Lobster Johnson: The Satan Factory. Thomas E. Sniegoski. Dark Horse Books (2009)

This is a very enjoyable pulp style thriller. Jonas Chapel was a doctor whose taste for drink and gambling left him in the grip of one of New York's most fearsome gangsters. Fleeing Rocco Fazzina after a botched medical job, Chapel goes to Mexico where he stumbles upon a skeleton with very unusual properties. Seizing the opportunity Chapel returns to New York and sets in motion a plot by a evil creature to return to life and dominance in the human world. Opposing Chapel is Lobster Johnson, a mysterious vigilante. The plot races along at great speed, the supernatural elements are nicely integrated with the Depression era underworld New York aspects. The action is very well set and the conclusion is thoroughly satisfying.

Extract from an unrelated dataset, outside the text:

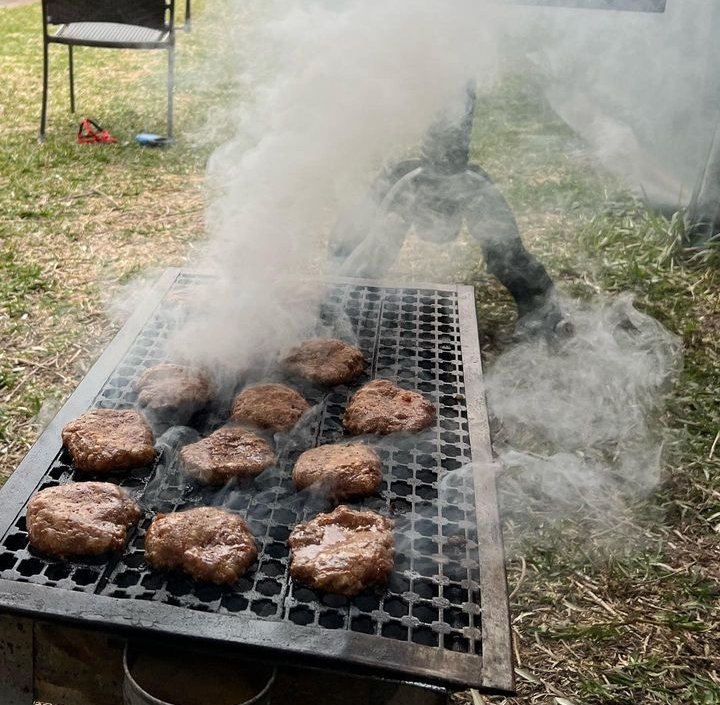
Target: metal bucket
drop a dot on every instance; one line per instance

This is a very nice updating of pulp stories, it has the essential flavour without feeling forced or self-consciously retro. Lobster Johnson is given enough exposure to be a significant character, his essential mystery is retained. There is no explanation for who or why he is, he simply exists and carries out his mission with credible single minded ruthlessness. The surrounding cast are well developed, they carry the weight of the story easily and in a very engaging fashion. The context of the mass unemployment of the Depression and the power of the rising tide of gangsters is well done, it provides a solid base for the supernatural elements.
Thomas E. Sniegoski manages to align the supernatural elements very closely to the activities of the gangsters so that they reinforce each other rather than intrude on each other. The steady matter of fact way that the rising threat is dealt with means that the action escalates in a natural and credible fashion. This book is very well crafted, thrills and spills and the smokey flavour of the period abound, great fun.